Viewing the evidence and all reasonable inferences in the light most favorable to Windley, we conclude the driver's actions were not so negligent as to "shock fair minded persons." The events leading to Windley's injury, including the stopping of the bus at the telephone booth, were precipitated by the dangerous and senseless acts of unknown persons. It is apparent that, confronted with a sudden attack upon his bus, the driver acted reasonably under the circumstances. While he may not have taken the wisest course, he was clearly not grossly negligent.

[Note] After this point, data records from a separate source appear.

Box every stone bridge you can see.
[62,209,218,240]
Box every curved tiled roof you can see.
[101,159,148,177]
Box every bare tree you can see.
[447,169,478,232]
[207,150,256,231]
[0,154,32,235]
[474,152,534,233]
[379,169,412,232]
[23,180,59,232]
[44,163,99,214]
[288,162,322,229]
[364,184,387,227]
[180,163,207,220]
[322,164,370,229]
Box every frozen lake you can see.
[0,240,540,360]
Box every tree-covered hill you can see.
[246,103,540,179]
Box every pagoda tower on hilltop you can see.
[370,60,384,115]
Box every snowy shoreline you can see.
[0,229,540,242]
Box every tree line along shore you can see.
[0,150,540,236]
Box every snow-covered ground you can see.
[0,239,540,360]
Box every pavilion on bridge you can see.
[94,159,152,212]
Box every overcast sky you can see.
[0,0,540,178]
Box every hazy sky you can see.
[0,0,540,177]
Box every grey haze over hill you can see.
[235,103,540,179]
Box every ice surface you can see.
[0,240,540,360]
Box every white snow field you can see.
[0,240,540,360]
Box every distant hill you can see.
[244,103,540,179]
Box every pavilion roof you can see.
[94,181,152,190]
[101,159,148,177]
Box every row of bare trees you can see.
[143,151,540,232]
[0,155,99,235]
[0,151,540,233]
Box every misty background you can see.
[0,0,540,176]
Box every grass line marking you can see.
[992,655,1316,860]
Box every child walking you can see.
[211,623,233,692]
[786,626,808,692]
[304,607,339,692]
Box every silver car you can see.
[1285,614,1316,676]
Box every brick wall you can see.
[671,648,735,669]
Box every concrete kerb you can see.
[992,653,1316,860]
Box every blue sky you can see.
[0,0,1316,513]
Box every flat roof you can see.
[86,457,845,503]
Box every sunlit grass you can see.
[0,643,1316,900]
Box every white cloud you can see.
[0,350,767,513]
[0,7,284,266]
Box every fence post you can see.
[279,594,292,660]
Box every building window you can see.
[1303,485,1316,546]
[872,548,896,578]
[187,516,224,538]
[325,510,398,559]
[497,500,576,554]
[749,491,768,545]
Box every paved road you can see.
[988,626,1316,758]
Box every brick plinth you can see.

Accordingly, we will reverse the judgment of the trial court and enter final judgment for the appellant.

Reversed and final judgment.

NOTES

[*] Code § 8-646.1 provided that:

No person transported by the owner or operator of any motor vehicle as a guest without payment for such transportation ... shall be entitled to recover damages against such owner or operator for death or injuries to the person or property of such guest resulting from the operation of such motor vehicle, unless such death or injury was caused or resulted from the gross negligence or willful and wanton disregard of the safety of the person or property of the person being so transported on the part of such owner or operator.

In April, 1974, the General Assembly amended Code § 8-646.1 to provide that a guest could recover from an owner or operator upon proving simple negligence. Acts 1974, c. 551. This section has been recodified as Code § 8.01-63.

Windley objected at trial to the requirement that he prove gross negligence. However, since he did not assign cross-error, the trial court's ruling has become the law of the case. Rule 5:27.